Targeted cleaning to improve hygiene at food plants


Monday, 10 May, 2021


Targeted cleaning to improve hygiene at food plants

Cornell University research has found spoilage and foodborne illness could diminish by swiping the surfaces in commercial food processing plants with specially designed swabs.

The study, published in Applied and Environmental Microbiology, found the rapid-testing adenosine triphosphate (ATP) swabs — which produce a light similar to the glow of fireflies in the presence of microorganisms — can improve the environmental hygiene of food-processing facilities.

During food production, routine cleaning and surface sanitation are keys to help prevent microbial contamination in the end food products. Without such a sanitation regime, food from processing plants can become more vulnerable to spoilage, and people who eat that food may face greater risk with illness or death from foodborne pathogens.

“Food scientists know that for processing plants, visual inspection is not a reliable indicator of cleaning-protocol success,” said Randy Worobo, professor of food science in the College of Agriculture and Life Sciences (CALS) and faculty fellow at the Cornell Atkinson Center for Sustainability. “All food factory ‘ecosystems’ are prone to niches where microorganisms can hang out or where food residues can persist. We need to find them.”

Worobo and lead author Jonathan Sogin, a doctoral student in food science, in partnership with 3M Food Safety microbiologists, spent nine months testing samples collected from the processing environment in a commercial tofu manufacturing facility. The efficacy of an environmental monitoring program was examined using the 3M Clean-Trace Hygiene Monitoring and Management system for ATP monitoring, in combination with 3M Petrifilm Plates, for microbiological enumeration.

The team assembled a custom-designed plan to use an ATP swab test to check dozens of critical points in the plant after it had been cleaned. Following use, the ATP swab is placed in a luminometer instrument, where the bioluminescence of contaminants is detected.

The amount of light is transformed in the luminometer to relative light units, where this value is displayed on the instrument. If it exceeds a defined threshold value, the surface would be considered dirty and may indicate that cleaning operations were not performed properly.

Results show that targeted cleaning — demonstrated by ATP monitoring and verified by further microbiological tests — can improve the hygiene of food-processing facilities.

“If a plant supervisor is responsible for the cleaning crew and the supervisor says, ‘That’s not clean enough’, there might be an employee who thinks that the supervisor is picking on them,” Worobo said. “Instead, if you have a luminometer, like the 3M Clean-Trace system, that device removes the bias so that the cleaning crew itself can see the numbers. These methods become a quantitative way to ensure that they’re doing a good job.”

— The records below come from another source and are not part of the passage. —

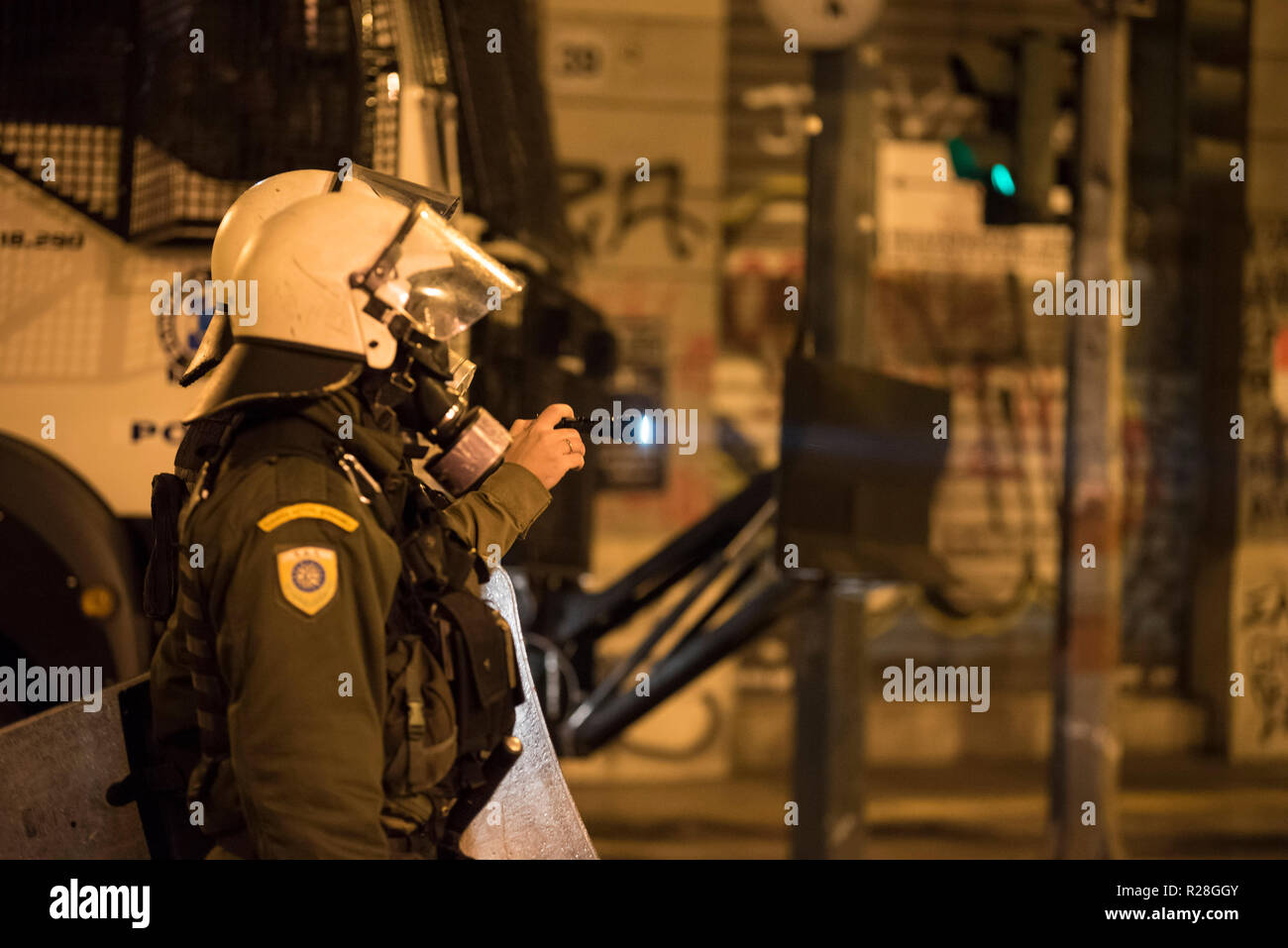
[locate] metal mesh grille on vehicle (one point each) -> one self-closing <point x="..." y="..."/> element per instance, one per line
<point x="151" y="116"/>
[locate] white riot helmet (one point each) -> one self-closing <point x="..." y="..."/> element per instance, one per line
<point x="343" y="272"/>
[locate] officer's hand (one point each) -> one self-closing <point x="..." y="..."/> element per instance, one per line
<point x="549" y="454"/>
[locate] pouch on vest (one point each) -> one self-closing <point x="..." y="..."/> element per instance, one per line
<point x="420" y="721"/>
<point x="161" y="579"/>
<point x="480" y="648"/>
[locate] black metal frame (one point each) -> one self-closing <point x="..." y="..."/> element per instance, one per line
<point x="720" y="550"/>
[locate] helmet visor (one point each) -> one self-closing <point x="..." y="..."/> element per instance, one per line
<point x="404" y="192"/>
<point x="452" y="288"/>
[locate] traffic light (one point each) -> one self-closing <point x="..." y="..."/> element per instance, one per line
<point x="1021" y="150"/>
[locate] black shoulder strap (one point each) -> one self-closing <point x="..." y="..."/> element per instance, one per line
<point x="197" y="458"/>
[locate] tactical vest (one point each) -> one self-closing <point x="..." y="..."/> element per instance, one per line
<point x="452" y="681"/>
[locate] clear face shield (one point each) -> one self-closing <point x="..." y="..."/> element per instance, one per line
<point x="434" y="275"/>
<point x="429" y="285"/>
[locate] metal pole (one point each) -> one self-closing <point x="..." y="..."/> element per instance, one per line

ATP monitoring and microbiological enumeration can verify and improve the efficacy of cleaning and sanitation practices, which can have a positive impact not only for the facility, but for product quality, Sogin said.

“This test can not only verify that the plant’s equipment and food-contact surfaces are cleaned and sanitised before starting food preparations, it can identify problematic situations. It helps you become a sleuth,” Worobo said. “But as a standard, the industry should be using this method to verify cleaning and sanitation programs. It’s key.”